The original Half-Life held a very special place in my gaming heart, a place that I’d forgotten about after a decade full of brandishing weapons and then using aforementioned weapons from a first person perspective. In addition to that, I wasn’t a huge fan of the sequel (though I did like the improvements in terms of mechanics) and could never count myself amongst the large group of people praying to their preferred deity in hopes of continuing the exploits of Gordon Freeman. Then, I heard about Black Mesa and decided to take a trip back in time to play a shinier version of a game that was ahead of its time, but now boasted improvements applied in the present day using bits and pieces from a game released in 2004. The time space continuum has just been thrown off track, but trust me when I say it was well worth it.

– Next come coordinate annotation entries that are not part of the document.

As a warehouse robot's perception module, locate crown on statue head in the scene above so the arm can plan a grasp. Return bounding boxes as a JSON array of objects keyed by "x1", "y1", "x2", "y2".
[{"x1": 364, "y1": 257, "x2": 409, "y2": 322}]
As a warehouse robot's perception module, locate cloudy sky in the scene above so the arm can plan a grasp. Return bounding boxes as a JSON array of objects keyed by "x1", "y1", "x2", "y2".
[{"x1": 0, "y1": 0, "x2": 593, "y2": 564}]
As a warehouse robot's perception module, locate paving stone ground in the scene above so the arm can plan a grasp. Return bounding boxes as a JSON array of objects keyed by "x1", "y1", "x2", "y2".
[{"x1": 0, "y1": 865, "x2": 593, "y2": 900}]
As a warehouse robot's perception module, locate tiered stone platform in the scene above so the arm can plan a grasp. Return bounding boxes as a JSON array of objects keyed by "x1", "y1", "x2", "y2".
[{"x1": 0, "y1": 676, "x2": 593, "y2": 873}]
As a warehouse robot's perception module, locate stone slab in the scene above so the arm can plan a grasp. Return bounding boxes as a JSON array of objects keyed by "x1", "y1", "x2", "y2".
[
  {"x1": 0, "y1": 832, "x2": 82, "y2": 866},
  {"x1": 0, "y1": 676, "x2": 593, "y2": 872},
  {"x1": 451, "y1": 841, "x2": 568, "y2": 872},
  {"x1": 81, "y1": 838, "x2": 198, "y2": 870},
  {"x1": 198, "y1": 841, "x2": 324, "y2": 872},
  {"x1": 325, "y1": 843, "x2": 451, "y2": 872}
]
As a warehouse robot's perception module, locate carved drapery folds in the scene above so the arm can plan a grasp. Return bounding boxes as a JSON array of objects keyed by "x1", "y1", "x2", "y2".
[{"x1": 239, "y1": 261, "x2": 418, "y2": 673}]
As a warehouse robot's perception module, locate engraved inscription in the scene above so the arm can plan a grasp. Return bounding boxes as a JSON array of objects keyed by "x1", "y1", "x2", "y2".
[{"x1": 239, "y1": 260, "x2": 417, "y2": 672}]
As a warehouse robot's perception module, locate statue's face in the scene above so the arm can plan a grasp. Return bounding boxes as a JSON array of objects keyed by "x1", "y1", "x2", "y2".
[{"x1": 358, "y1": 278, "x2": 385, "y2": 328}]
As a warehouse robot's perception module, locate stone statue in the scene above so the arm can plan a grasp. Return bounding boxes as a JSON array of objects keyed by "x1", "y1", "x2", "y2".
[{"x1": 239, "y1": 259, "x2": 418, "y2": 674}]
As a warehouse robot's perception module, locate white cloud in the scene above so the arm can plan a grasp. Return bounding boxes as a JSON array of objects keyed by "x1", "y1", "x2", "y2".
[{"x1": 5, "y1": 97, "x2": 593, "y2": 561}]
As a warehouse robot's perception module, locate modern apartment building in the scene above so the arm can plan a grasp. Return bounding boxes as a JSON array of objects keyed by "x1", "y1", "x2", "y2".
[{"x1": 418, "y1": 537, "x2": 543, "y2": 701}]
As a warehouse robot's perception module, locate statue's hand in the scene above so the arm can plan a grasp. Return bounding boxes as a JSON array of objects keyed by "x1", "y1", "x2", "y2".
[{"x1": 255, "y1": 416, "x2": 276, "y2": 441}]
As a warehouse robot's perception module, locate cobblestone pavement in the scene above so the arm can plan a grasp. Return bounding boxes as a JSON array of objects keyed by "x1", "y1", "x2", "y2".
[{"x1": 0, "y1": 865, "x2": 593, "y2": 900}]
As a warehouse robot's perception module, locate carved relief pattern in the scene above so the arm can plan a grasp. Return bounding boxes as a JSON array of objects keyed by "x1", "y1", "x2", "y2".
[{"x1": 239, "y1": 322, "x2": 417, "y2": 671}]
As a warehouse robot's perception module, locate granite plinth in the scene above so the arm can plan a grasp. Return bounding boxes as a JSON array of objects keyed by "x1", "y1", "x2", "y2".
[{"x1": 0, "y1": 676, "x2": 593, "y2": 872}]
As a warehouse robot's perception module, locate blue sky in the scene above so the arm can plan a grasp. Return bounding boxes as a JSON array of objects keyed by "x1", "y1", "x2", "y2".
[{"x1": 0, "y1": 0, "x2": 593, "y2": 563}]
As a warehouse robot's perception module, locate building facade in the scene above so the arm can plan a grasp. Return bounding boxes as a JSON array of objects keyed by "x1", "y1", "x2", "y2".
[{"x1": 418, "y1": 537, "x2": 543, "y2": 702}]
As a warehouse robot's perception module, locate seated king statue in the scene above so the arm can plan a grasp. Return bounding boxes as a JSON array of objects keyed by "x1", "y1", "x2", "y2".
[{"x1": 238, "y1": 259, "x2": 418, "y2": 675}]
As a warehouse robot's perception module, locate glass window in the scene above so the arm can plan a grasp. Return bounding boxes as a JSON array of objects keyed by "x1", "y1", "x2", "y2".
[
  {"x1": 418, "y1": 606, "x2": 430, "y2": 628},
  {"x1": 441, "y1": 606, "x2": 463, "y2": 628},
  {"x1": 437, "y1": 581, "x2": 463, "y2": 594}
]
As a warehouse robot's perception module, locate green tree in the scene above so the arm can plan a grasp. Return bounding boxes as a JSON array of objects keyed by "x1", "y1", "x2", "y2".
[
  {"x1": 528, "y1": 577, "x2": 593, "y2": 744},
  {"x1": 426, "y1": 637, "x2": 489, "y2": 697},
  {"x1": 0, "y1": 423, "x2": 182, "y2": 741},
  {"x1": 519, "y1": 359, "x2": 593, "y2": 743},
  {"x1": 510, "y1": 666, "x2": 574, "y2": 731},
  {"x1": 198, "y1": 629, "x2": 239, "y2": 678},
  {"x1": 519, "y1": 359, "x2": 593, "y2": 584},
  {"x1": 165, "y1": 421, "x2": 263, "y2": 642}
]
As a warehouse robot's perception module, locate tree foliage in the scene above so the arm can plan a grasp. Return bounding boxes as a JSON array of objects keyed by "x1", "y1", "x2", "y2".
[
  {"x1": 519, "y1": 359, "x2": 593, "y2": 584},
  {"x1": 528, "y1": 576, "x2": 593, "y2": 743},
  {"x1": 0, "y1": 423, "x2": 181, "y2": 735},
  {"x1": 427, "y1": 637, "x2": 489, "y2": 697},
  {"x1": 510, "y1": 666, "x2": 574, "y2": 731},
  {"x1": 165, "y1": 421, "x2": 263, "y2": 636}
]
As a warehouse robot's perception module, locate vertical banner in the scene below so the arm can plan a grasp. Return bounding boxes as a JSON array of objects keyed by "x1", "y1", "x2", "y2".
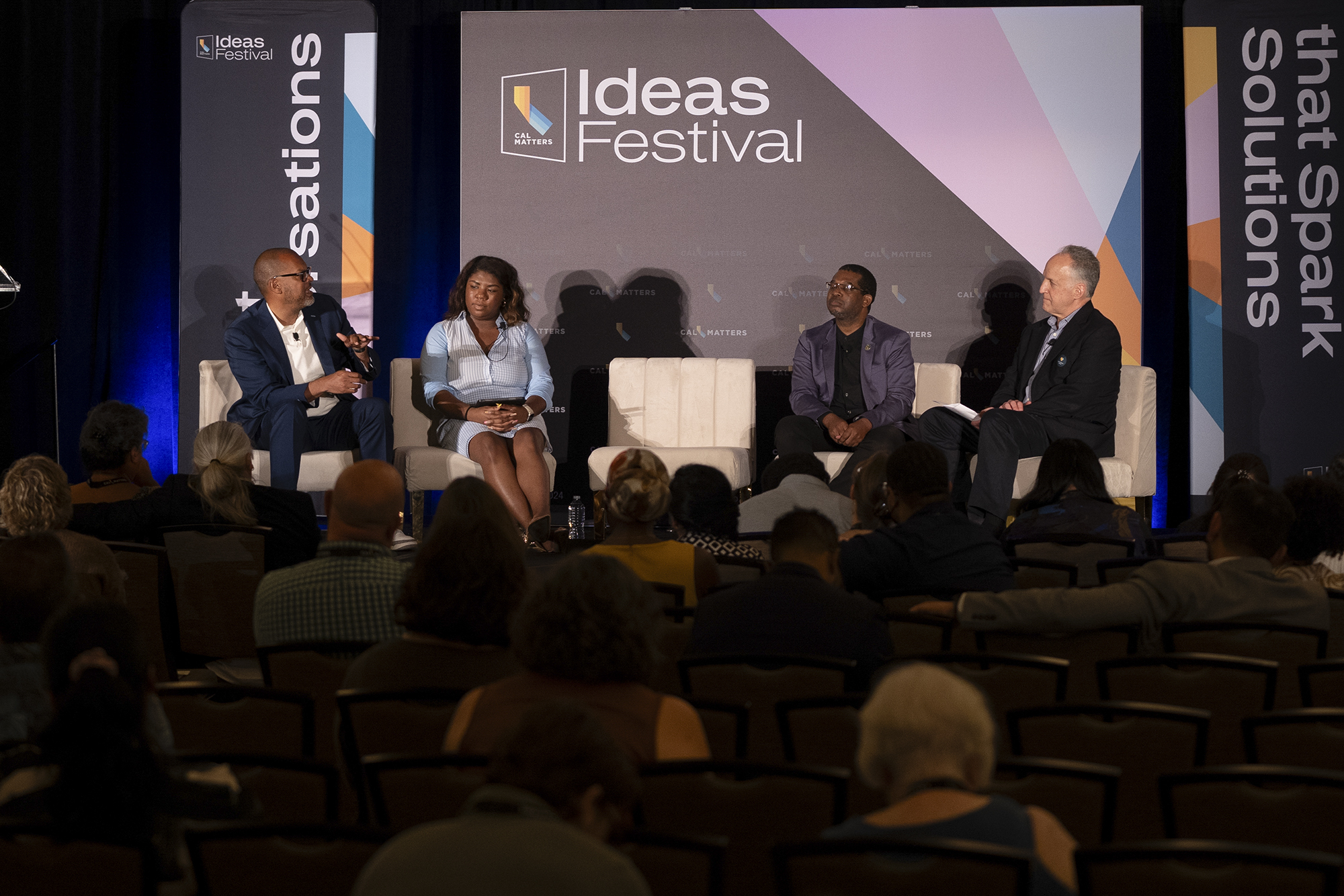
[
  {"x1": 177, "y1": 0, "x2": 378, "y2": 470},
  {"x1": 1184, "y1": 0, "x2": 1344, "y2": 496}
]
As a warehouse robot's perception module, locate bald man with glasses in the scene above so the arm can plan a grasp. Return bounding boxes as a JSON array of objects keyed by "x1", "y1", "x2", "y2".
[
  {"x1": 224, "y1": 249, "x2": 392, "y2": 489},
  {"x1": 774, "y1": 265, "x2": 915, "y2": 496}
]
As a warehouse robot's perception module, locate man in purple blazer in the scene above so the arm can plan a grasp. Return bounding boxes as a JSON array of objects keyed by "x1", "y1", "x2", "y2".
[{"x1": 774, "y1": 265, "x2": 915, "y2": 494}]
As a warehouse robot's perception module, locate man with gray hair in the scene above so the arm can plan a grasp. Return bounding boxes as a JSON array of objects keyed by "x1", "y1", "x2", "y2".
[{"x1": 919, "y1": 246, "x2": 1121, "y2": 535}]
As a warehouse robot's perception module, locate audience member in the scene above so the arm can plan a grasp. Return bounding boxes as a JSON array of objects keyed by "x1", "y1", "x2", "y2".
[
  {"x1": 913, "y1": 482, "x2": 1331, "y2": 653},
  {"x1": 70, "y1": 402, "x2": 159, "y2": 504},
  {"x1": 668, "y1": 463, "x2": 762, "y2": 560},
  {"x1": 0, "y1": 454, "x2": 126, "y2": 600},
  {"x1": 353, "y1": 701, "x2": 649, "y2": 896},
  {"x1": 71, "y1": 420, "x2": 321, "y2": 570},
  {"x1": 1274, "y1": 476, "x2": 1344, "y2": 591},
  {"x1": 0, "y1": 600, "x2": 253, "y2": 875},
  {"x1": 345, "y1": 477, "x2": 528, "y2": 690},
  {"x1": 738, "y1": 454, "x2": 853, "y2": 532},
  {"x1": 840, "y1": 451, "x2": 891, "y2": 541},
  {"x1": 1176, "y1": 453, "x2": 1269, "y2": 532},
  {"x1": 823, "y1": 662, "x2": 1078, "y2": 896},
  {"x1": 1005, "y1": 439, "x2": 1149, "y2": 555},
  {"x1": 840, "y1": 442, "x2": 1013, "y2": 598},
  {"x1": 589, "y1": 449, "x2": 719, "y2": 606},
  {"x1": 685, "y1": 510, "x2": 892, "y2": 680},
  {"x1": 0, "y1": 532, "x2": 75, "y2": 743},
  {"x1": 253, "y1": 461, "x2": 406, "y2": 647},
  {"x1": 444, "y1": 552, "x2": 710, "y2": 764}
]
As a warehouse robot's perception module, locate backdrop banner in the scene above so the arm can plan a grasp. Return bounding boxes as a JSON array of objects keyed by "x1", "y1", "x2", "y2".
[
  {"x1": 177, "y1": 0, "x2": 378, "y2": 470},
  {"x1": 457, "y1": 7, "x2": 1141, "y2": 484},
  {"x1": 1184, "y1": 0, "x2": 1344, "y2": 496}
]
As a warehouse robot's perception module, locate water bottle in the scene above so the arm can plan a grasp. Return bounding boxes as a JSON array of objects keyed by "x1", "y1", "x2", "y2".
[{"x1": 570, "y1": 494, "x2": 585, "y2": 539}]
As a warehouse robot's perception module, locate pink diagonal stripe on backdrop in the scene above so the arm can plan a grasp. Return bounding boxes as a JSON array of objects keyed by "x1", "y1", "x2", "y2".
[{"x1": 757, "y1": 8, "x2": 1106, "y2": 269}]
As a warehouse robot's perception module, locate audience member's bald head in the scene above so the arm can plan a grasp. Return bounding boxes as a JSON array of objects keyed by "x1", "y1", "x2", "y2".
[
  {"x1": 253, "y1": 249, "x2": 304, "y2": 297},
  {"x1": 327, "y1": 461, "x2": 405, "y2": 544}
]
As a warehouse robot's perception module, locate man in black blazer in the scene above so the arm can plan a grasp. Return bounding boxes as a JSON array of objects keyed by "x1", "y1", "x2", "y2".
[
  {"x1": 224, "y1": 249, "x2": 392, "y2": 489},
  {"x1": 919, "y1": 246, "x2": 1120, "y2": 533}
]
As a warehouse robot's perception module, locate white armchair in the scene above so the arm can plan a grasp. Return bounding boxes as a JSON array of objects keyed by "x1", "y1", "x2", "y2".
[
  {"x1": 198, "y1": 361, "x2": 355, "y2": 492},
  {"x1": 390, "y1": 357, "x2": 555, "y2": 539}
]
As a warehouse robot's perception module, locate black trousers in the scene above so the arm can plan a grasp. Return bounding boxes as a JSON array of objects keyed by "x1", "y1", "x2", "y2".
[
  {"x1": 774, "y1": 414, "x2": 906, "y2": 497},
  {"x1": 919, "y1": 407, "x2": 1052, "y2": 520}
]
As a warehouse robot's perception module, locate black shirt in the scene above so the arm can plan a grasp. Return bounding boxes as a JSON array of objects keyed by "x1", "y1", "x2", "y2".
[{"x1": 831, "y1": 325, "x2": 868, "y2": 423}]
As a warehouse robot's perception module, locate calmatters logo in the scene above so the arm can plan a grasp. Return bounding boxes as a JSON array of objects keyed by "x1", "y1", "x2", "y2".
[
  {"x1": 500, "y1": 69, "x2": 569, "y2": 161},
  {"x1": 196, "y1": 34, "x2": 274, "y2": 62}
]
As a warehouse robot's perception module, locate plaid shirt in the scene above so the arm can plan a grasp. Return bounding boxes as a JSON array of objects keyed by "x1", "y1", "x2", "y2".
[{"x1": 253, "y1": 541, "x2": 410, "y2": 647}]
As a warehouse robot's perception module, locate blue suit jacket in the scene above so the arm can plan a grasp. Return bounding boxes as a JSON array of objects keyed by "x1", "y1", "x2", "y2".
[
  {"x1": 224, "y1": 293, "x2": 378, "y2": 439},
  {"x1": 785, "y1": 314, "x2": 915, "y2": 427}
]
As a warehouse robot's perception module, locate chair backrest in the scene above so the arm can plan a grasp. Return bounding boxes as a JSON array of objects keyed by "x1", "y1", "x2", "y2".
[
  {"x1": 640, "y1": 762, "x2": 849, "y2": 895},
  {"x1": 913, "y1": 361, "x2": 961, "y2": 416},
  {"x1": 976, "y1": 625, "x2": 1138, "y2": 703},
  {"x1": 606, "y1": 357, "x2": 755, "y2": 451},
  {"x1": 388, "y1": 357, "x2": 441, "y2": 447},
  {"x1": 1097, "y1": 653, "x2": 1278, "y2": 764},
  {"x1": 105, "y1": 541, "x2": 179, "y2": 681},
  {"x1": 1008, "y1": 701, "x2": 1210, "y2": 840},
  {"x1": 1242, "y1": 707, "x2": 1344, "y2": 771},
  {"x1": 985, "y1": 756, "x2": 1120, "y2": 846},
  {"x1": 163, "y1": 525, "x2": 266, "y2": 658},
  {"x1": 677, "y1": 654, "x2": 857, "y2": 762},
  {"x1": 156, "y1": 682, "x2": 313, "y2": 759},
  {"x1": 196, "y1": 361, "x2": 243, "y2": 430},
  {"x1": 1157, "y1": 766, "x2": 1344, "y2": 853},
  {"x1": 185, "y1": 825, "x2": 387, "y2": 896},
  {"x1": 770, "y1": 838, "x2": 1034, "y2": 896},
  {"x1": 1074, "y1": 840, "x2": 1344, "y2": 896},
  {"x1": 177, "y1": 752, "x2": 340, "y2": 825},
  {"x1": 363, "y1": 752, "x2": 489, "y2": 830}
]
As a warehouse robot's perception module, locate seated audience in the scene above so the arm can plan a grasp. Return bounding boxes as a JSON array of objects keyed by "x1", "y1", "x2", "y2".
[
  {"x1": 70, "y1": 402, "x2": 159, "y2": 504},
  {"x1": 70, "y1": 420, "x2": 321, "y2": 570},
  {"x1": 685, "y1": 510, "x2": 892, "y2": 674},
  {"x1": 0, "y1": 532, "x2": 75, "y2": 743},
  {"x1": 668, "y1": 463, "x2": 762, "y2": 560},
  {"x1": 1005, "y1": 439, "x2": 1149, "y2": 555},
  {"x1": 253, "y1": 461, "x2": 406, "y2": 647},
  {"x1": 344, "y1": 477, "x2": 528, "y2": 690},
  {"x1": 1176, "y1": 453, "x2": 1269, "y2": 532},
  {"x1": 840, "y1": 442, "x2": 1013, "y2": 598},
  {"x1": 1274, "y1": 476, "x2": 1344, "y2": 591},
  {"x1": 738, "y1": 454, "x2": 853, "y2": 532},
  {"x1": 821, "y1": 662, "x2": 1078, "y2": 896},
  {"x1": 587, "y1": 449, "x2": 719, "y2": 606},
  {"x1": 0, "y1": 454, "x2": 126, "y2": 600},
  {"x1": 840, "y1": 451, "x2": 891, "y2": 541},
  {"x1": 353, "y1": 701, "x2": 649, "y2": 896},
  {"x1": 911, "y1": 482, "x2": 1331, "y2": 653},
  {"x1": 444, "y1": 552, "x2": 710, "y2": 764},
  {"x1": 0, "y1": 600, "x2": 254, "y2": 876}
]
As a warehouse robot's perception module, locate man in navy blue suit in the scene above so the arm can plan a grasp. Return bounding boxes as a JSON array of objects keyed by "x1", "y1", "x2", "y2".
[
  {"x1": 774, "y1": 265, "x2": 915, "y2": 496},
  {"x1": 224, "y1": 249, "x2": 392, "y2": 489}
]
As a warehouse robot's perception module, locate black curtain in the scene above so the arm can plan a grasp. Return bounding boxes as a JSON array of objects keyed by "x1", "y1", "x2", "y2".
[{"x1": 0, "y1": 0, "x2": 1189, "y2": 523}]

Exceptional First Impression
I wasn’t sure what to expect from Black Mesa but once that iconic opening sequence began, I was hooked. I remember all to well my confusion the very first time I sat idly by while I was transported through Black Mesa’s underground laboratory, my juvenile brain capacity not quite able (or ready) to grasp the concept of narrative build-up. This time around was quite different and I can honestly admit that I got shivers as I watched scientists mill about while a soothing female voice gave instructions and updates through the intercom. The team behind this total conversion mod did not take any sort of shortcuts when it came to the presentation and I was absolutely blown away by the attention to detail that the introductory scene was given.
A well done title sequence isn’t worth squat, however, if the gameplay isn’t polished or engaging. Despite nostalgia rubbing my inner thigh with its warm and fuzzy fingers, I pressed on with the judgmental eyes of a father meeting his daughter’s teenage boyfriend for the first time. After the doo-doo hit the fan during the reactor sequence, I made my way through the chaos that ensued, the screams of my comrades echoing as everyone tried to make sense of what had gone wrong. I hadn’t quite found the crowbar yet, but did come across a flare as my first encounter to one of the additions to the original game. I wasn’t sure what its purpose was seeing as I had a flashlight (that didn’t run out of battery by the way). Then, the invisible arm carrying the flare out in front of me got too close to a headcrab infested zombie and wouldn’t you know, it burst into flames. It didn’t die immediately, instead clawing about in pain as the flames consumed its corrupted flesh. It eventually died and I could only think of two words to describe the situation; “F***ing awesome!”.
“Oh, it’s you Gordon!”
Interacting with scientists and security guards can be amusing sometimes as, similarly to the original, many share the same whiny voice. Not a point to nitpick as much as a delightful little nugget that sometimes breaks up the insanity that is occurring around you. It’s also nice to be able to lead multiple colleagues around with you, though the AI still can’t quite figure out how to climb ladders or do anything outside of walking up stairs, spouting one-liners and sometimes shooting the holy hell out of anything that moves.
Black Mesa introduces plenty of mechanics that weren’t present in the original, yet none of them make the experience too different or gimmicky as to overshadow what I assume the purpose was. Everything looks and feels tightened or enhanced. I can’t quite differentiate every little alteration since it has been so long since I played either Half-Life game, but that may also speak to how well the alterations were integrated. It’s almost like having peanut butter and jelly for the first time after decades of adult food, only the sandwich you remembered so fondly from your youth now has 5 layers, is wrapped in bacon and has been deep-fried in beer batter.
I continued making my way through the game, half playing, half admiring, though ultimately getting back in the zone once the inhabitants of Xen began to teleport in all over the place. I’d forgotten about this, so it was a definite jump scare the first time a bolt of green suddenly flew through the air towards me. I quickly emptied a couple of clips into a wall before finally sinking some lead into alien flesh. Once the military showed up, things got even more intense as I dodged turrets, hurdled over trip mines and did my best to survive what is still one of the greatest three-way battles in games to date.
The puzzles still feel like they actually belong there, utilizing equipment that would be commonly found in and around a similar facility. This was always one of the key points that made Half-Life stand out as solving a puzzle never quite felt like it did in other games. The added physics included with the Source engine make these never too challenging action-breaks feel even smoother.
Graphically, the game can’t be fairly compared to the heavy hitters of this generation but it still looks pretty nice. In looking back to the advances made since the original was released in 1998, Black Mesa equates to a high-priced Hollywood face-lift. I’ve always been a sucker for remakes, but there’s just something about reliving an experience without having to deal with dated production value.
Playing Black Mesa Source is almost like walking through a refurbished museum of gaming history. Whether it’s the physics-based puzzles that actually make sense, the story line that involves more than a simple objective, or the atmosphere that amounts to a living breathing environment, this is definitely a game to try out regardless of whether you’re a long time fan of the game or a noobie wondering what all the fuss is about. I’m personally excited to spend more time with it and hope the initial excitement never wears off.